At the market, among the stalls, there is the Measures Building, where unloaded goods are weighed. In one of the towers enterprising Ruysch has arranged this theatrum, and this is where we arrived somewhat earlier than the hour printed on our tickets. Though none of the eager participants had yet been admitted inside, several little groups of viewers had gathered nonetheless at the entrance. I looked them over with interest, for the appearance and garments of many of them were testament to Professor Ruysch’s fame having long since crossed the borders of the Netherlands. I heard conversations in foreign languages, saw French wigs on people’s heads and English lace cuffs protruding from the sleeves of doublets. Many students had also come; they must have had cheaper, unassigned seats, because they were already crowding around the entrance, wanting to secure the best positions.

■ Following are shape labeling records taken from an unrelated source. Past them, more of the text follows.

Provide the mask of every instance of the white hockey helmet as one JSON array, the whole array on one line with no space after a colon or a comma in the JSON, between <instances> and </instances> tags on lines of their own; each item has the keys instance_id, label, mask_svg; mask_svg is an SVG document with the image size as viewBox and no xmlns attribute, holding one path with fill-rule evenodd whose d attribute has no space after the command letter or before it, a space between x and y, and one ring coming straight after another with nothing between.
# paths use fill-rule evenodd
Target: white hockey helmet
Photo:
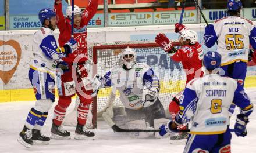
<instances>
[{"instance_id":1,"label":"white hockey helmet","mask_svg":"<svg viewBox=\"0 0 256 153\"><path fill-rule=\"evenodd\" d=\"M194 30L184 30L180 34L180 37L183 38L184 41L190 40L190 43L194 45L198 41L198 35Z\"/></svg>"},{"instance_id":2,"label":"white hockey helmet","mask_svg":"<svg viewBox=\"0 0 256 153\"><path fill-rule=\"evenodd\" d=\"M71 14L72 14L72 7L71 6L67 6L66 12L66 16L68 17L71 18ZM81 14L82 11L81 10L80 8L78 7L77 5L74 5L74 16L77 15L77 14Z\"/></svg>"},{"instance_id":3,"label":"white hockey helmet","mask_svg":"<svg viewBox=\"0 0 256 153\"><path fill-rule=\"evenodd\" d=\"M121 60L123 64L130 69L136 61L136 53L133 49L127 47L121 53Z\"/></svg>"}]
</instances>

People we knew from when Filip was more active at the university – high-ranking members of the municipal council or the surgeons’ guild, interested in what Ruysch was about to show us, what he’d come up with – approached us constantly. Then my uncle, the imprimateur of the tickets, arrived, dressed immaculately in black, and greeted Filip effusively.

The place looked like an amphitheatre with benches set all around, all the way up, almost to the ceiling. It was well lit and carefully prepared for the spectacle. Along the walls down the entrance and the room itself were placed the skeletons of animals, bones connected by wires supported by discreet structures, giving the impression that the skeletons might at any moment come back to life. There were also two human skeletons – one on his knees, with his hands raised in prayer, and the other in a pensive pose, head resting on knees, the little bones of which were meticulously connected by wires.

When the audience, whispering and shuffling their shoes, entered the room and one by one took the seats indicated for them by their tickets, they also passed by Ruysch’s famous compositions exhibited in display cabinets, elegant sculptures. ‘Death does not spare even youth,’ I read on the sign beneath one of them – it represented two fetus skeletons playing together: delicate cream-coloured little bones, blistery little skulls planted around an elevation built from the equally delicate bones of small hands, rib cages. And symmetrically to them another tableau had been arranged, little human skeletons around four months old standing on an elevation of (as far as I could tell) gallstones covered in prepared and dried blood vessels (on the thickest such branch sat a stuffed canary). The skeleton on the left side held a miniature sickle while the other, in a forlorn pose, brought to its empty eye sockets a handkerchief made out of some sort of dried tissue, maybe lung? Someone’s sensitive hand had decorated the whole in salmon lace and summed it up in elegant lettering on a silk ribbon: ‘Why would we miss the things of this world?’, which meant it would have been difficult to be overcome by the sight. I was moved by the presentation before it had even begun, because it seemed to me I was seeing the tender evidence not of death, but of some death in miniature. How could they have truly died without ever having been born?